The following comes from a Feb. 26 story by Nicholas Hahn III on RealClearReligion.
Christian Scientists have won their long, twilight struggle against brutalism — so says a wrecking ball at the corner of 16th and I streets in Washington, D.C.
For what seemed like an eternity, members of the Third Church of Christ, Scientist fought with architecture historians and city bureaucrats over the right to tear down their own church. Churchgoers never liked their 1971 classic brutalist structure — an architectural style that is well, brutal — and have even suggested it has something to do with their dwindling numbers.
“We think it says, ‘Stay away.’ Something goes on in here that they don’t want to get outside, which is exactly wrong for all Christianity,” a longtime church member, Darrow Kirkpatrick, told NPR. “Brutalism is not our religious expression,” he said.
“The Ugliest Churches in the World” offers a hearty “Amen!” While my compilation of ugly churches doesn’t rank ugly, the Third Church of Christ, Scientist might just be the ugliest of them all. Take a look at “Even More Ugly Churches,” too, and judge for yourself.

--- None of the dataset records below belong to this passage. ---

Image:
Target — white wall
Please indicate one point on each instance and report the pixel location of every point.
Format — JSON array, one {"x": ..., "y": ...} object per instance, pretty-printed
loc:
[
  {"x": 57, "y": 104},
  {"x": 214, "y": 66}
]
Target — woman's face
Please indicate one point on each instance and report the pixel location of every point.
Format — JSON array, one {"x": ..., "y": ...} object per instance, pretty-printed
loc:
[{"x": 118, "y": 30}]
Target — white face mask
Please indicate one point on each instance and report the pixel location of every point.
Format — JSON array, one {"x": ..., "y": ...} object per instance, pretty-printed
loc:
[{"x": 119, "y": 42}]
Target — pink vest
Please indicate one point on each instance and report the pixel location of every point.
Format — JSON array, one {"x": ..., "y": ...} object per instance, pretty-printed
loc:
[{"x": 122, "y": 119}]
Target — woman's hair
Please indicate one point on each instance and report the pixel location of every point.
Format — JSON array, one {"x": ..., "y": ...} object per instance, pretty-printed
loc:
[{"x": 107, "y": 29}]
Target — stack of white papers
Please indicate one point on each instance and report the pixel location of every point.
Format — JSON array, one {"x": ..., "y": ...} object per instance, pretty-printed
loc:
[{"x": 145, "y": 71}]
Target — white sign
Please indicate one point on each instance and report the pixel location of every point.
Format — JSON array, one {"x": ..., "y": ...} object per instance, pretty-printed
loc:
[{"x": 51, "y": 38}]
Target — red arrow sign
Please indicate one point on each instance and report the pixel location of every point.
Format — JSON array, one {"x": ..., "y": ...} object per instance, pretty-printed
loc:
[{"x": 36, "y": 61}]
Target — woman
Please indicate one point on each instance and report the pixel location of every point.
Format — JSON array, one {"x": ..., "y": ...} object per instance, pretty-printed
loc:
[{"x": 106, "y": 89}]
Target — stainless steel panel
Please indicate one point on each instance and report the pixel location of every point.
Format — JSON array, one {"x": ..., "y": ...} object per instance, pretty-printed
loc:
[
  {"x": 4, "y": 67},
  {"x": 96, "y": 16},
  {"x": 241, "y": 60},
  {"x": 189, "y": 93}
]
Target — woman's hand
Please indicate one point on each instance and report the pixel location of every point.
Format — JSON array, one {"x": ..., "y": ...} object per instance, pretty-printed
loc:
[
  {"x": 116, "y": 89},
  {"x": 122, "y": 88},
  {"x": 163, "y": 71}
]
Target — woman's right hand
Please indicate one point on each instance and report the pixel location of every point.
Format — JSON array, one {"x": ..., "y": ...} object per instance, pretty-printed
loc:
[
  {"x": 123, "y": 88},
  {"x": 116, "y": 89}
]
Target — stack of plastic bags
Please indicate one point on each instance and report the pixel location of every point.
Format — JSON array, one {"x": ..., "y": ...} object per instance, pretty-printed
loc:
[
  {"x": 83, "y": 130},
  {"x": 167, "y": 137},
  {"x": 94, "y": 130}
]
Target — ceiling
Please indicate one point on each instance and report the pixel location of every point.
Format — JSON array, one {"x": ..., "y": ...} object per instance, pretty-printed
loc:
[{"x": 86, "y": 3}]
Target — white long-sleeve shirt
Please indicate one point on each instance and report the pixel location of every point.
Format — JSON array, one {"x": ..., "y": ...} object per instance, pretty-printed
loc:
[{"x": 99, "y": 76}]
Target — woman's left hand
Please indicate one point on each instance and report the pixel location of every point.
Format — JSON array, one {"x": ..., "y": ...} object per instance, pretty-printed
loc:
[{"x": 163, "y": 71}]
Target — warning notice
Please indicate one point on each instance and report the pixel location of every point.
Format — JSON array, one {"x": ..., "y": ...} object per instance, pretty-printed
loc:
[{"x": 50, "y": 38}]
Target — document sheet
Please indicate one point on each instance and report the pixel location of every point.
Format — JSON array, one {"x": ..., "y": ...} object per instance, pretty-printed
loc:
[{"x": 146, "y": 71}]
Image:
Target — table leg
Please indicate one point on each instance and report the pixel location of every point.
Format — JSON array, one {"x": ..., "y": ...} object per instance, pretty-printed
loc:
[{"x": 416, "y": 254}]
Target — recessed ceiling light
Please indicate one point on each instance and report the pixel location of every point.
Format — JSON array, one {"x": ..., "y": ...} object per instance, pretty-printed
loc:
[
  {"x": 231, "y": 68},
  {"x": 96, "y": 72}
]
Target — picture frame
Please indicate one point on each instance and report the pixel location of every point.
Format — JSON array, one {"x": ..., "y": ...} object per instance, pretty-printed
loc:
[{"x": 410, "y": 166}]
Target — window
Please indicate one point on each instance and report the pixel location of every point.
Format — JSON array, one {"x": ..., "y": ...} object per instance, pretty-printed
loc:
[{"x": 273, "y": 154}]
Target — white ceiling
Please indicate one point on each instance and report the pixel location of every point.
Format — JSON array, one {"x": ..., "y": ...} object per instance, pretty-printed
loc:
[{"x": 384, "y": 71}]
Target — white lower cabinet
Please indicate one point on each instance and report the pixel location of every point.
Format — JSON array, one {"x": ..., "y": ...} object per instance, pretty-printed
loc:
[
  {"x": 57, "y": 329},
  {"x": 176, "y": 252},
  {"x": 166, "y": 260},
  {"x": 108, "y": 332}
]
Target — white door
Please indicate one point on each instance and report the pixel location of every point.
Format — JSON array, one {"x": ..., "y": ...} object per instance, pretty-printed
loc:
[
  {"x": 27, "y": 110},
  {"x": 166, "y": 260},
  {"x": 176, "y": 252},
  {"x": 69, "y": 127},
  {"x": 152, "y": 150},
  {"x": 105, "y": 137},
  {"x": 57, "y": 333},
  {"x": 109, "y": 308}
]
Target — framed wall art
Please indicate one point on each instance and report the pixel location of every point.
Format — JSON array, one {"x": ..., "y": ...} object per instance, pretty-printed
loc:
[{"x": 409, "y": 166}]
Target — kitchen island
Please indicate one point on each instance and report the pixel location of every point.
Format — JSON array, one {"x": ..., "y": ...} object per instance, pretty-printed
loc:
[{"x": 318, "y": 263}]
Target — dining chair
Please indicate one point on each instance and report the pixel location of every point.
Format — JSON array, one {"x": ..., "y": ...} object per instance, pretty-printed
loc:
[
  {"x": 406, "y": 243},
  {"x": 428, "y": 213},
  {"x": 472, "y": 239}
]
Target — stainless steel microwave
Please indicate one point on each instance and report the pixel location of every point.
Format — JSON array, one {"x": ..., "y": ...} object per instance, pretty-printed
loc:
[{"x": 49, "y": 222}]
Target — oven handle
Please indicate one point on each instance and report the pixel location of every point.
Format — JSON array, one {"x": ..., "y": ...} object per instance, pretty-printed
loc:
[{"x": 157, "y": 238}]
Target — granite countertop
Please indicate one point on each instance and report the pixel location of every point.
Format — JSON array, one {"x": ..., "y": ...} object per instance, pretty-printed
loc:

When the case went before the District’s Historic Preservation Review Board in 2007, the battle became less about bricks and mortar and more about religious freedom. “Church property is often, as is the case here, an expression of a church’s theology and religious mission,” Roger Severino, a lawyer at the Becket Fund for Religious Liberty, told the Washington Post‘s Marc Fisher. What’s more, the building was in bad shape and needed costly repairs; money the congregation didn’t have –and didn’t want — to pony up.
But the Board wasn’t convinced and voted unanimously to designate the building an official landmark. This meant that the District now dictated where Christian Scientists worshipped and how they spent their money. Churches, the Post‘s Fisher wrote, are supposed to be protected from this kind of “extreme preservation mania.”
It turns out, the Capital’s planning director Harriet Tregoning isn’t a preservation maniac. In 2009, Tregoning overturned the Board’s decision, calling the building’s design an “experiment” that “failed badly.” Tregoning agreed with the Christian Scientists that they shouldn’t go bankrupt repairing a church they want to wreck anyway. Even though Tregoning refused to engage in the religious freedom concerns, this Christian Scientist victory might give hope to Catholics presently fighting the Obama administration over the Affordable Care Act’s contraception mandate.
Earlier this month, the District finally issued a permit to raze the brutally ugly church and put up an office buildng (with worship space) in its place. Here’s to hoping the rest of “The Ugliest Churches in the World” are next.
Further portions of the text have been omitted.